Hypertension (hyper + tendere, to stretch) is a common, often asymptomatic disease characterised by sustained elevated blood pressure. The literature considers hypertension in the adult to constitute a sustained elevated systolic pressure in excess of 140mm Hg, and a sustained elevated diastolic pressure in excess of 90mm Hg (Cotran et al, 1999; Anderson et al, 1999; Nelson 1992). Based on these figures, 25% of the Western population is hypertensive (Cotran, 1999). The formula for blood pressure is cardiac output multiplied by total peripheral resistance, therefore an increase in either or both of these factors lead to a hypertensive state.

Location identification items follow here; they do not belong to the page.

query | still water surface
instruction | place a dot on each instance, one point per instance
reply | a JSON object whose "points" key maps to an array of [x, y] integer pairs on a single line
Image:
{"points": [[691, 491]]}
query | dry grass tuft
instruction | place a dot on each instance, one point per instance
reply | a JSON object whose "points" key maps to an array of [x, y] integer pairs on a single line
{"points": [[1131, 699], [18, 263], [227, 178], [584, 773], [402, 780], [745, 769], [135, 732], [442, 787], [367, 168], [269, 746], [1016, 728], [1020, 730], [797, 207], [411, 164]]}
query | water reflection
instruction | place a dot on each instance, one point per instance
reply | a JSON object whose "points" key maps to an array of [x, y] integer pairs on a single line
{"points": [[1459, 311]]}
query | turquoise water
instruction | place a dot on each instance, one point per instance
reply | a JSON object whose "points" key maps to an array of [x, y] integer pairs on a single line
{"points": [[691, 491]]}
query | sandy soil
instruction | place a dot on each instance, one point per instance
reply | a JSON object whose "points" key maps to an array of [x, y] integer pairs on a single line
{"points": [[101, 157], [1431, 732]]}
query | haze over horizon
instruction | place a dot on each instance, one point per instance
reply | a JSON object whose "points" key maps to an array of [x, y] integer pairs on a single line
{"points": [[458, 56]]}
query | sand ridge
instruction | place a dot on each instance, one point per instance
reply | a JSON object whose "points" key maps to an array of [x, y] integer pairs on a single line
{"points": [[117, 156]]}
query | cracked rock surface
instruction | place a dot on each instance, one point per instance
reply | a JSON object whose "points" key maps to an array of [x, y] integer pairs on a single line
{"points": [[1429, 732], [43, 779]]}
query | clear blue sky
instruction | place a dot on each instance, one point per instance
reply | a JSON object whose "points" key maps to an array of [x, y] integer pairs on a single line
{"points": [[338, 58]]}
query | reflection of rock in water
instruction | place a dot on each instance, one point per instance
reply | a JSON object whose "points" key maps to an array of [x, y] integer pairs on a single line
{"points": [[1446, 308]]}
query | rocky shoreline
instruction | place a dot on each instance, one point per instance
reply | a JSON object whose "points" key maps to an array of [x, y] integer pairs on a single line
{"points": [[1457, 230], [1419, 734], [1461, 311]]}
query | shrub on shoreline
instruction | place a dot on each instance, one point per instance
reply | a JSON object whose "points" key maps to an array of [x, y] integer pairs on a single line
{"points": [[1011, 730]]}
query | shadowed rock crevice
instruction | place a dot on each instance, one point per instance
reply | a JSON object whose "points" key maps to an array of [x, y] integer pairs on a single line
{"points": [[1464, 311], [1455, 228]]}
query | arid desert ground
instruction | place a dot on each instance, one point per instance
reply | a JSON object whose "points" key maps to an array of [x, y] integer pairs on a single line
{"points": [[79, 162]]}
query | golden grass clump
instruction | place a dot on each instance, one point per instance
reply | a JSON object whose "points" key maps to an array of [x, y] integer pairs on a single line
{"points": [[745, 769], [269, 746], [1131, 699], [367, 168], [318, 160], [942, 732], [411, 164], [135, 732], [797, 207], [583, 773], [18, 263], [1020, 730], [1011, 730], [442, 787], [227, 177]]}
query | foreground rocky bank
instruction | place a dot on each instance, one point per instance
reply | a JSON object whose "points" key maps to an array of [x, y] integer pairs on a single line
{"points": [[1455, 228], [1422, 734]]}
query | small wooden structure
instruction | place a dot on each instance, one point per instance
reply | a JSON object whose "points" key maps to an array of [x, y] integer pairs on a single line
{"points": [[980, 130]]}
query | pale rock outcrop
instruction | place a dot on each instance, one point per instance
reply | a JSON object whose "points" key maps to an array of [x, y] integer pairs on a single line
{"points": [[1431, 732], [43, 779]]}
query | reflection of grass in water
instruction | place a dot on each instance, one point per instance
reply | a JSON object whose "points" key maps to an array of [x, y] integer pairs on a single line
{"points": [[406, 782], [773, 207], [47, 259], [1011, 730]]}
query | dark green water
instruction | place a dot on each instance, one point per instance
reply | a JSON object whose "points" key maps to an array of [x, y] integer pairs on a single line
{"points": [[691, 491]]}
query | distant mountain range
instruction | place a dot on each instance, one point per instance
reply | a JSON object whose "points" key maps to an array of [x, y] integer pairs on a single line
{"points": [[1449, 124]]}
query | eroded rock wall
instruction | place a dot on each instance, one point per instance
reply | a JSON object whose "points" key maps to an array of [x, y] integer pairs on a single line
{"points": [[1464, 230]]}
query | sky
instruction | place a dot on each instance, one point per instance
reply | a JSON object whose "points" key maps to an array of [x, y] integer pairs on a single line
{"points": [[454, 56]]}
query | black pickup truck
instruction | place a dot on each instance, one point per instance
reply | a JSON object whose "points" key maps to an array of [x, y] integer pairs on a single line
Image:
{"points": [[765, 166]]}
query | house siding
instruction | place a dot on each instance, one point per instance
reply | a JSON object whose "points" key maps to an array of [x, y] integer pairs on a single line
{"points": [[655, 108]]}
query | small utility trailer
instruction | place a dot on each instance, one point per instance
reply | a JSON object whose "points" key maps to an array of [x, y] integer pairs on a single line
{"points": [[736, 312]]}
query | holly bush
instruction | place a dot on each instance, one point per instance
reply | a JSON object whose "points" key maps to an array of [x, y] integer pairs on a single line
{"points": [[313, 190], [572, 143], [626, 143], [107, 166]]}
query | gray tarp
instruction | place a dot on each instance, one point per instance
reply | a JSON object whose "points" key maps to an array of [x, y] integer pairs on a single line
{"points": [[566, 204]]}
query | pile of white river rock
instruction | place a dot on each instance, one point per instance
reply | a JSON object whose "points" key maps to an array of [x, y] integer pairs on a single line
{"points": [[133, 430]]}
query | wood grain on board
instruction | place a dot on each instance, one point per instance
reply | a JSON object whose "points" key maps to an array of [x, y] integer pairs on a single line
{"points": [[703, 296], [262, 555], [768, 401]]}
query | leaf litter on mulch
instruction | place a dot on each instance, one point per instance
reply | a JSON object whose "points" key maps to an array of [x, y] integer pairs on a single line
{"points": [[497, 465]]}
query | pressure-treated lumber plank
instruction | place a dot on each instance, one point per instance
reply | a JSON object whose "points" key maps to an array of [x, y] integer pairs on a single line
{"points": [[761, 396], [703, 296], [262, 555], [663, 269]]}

Hypertension can be classified into 2 types:
1) Primary or essential hypertension. This comprises 90 to 95% of cases, and is of idiopathic aetiology. Whilst not one single factor can be attributed as the cause, it is believed to develop from environmental triggers such as obesity, smoking, hyperlipidaemia, stress, and diet (especially salt intake), in genetically susceptible individuals (Anderson et al., 1999).


2) Secondary hypertension. This comprises 5 to 10% of cases, most often caused by renal disease or narrowing of the renal artery by atherosclerotic plaques. The kidneys regulate blood pressure by detecting cardiac output, and renal artery stenosis or decreased glomerular flow induces angotensin II to be released by the kidney which brings about vasoconstriction – increasing peripheral resistance. The kidney also uses the aldosterone mechanism to reabsorb sodium and hence water, increasing blood volume – increasing cardiac output (Cotran, 1999). Secondary hypertension may also be caused by endocrine, cardiovascular and neurologic factors, which are too numerous to describe here.
Mild hypertension may be asymptomatic, or can present as headache, tinnitis, lightheadedness and palpitations. With sustained significant hypertension over many years, the arterial walls become thickened and inelastic, and resistant to blood flow, forcing the left ventricle to work harder to maintain adequate circulation. Subsequently, the left ventricle becomes distended and hypertrophied, which can lead to congestive heart failure. A third level of hypertension, malignant hypertension, is rare and involves rapid rising of blood pressure over a short time to diastolic pressures of greater than 120 mm Hg. This syndrome presents with severe headache, blurred vision, confusion, renal failure, and is fatal within 1 to 2 years (Cotran et al, 1999; Anderson et al, 1999).


The main concern with hypertension for podiatrists is that it is a major risk factor for thrombus formation, and hence problems such as peripheral vascular disease, CVA, embolism, aneurysm, congestive heart failure, and myocardial infarct (Anderson, 1999). Ensure the patient is being monitored, usually with pharmacotherapy, and their blood pressure is “under control”. Exercises, healthy diet, weight loss, avoiding stress and getting rest are all recommended.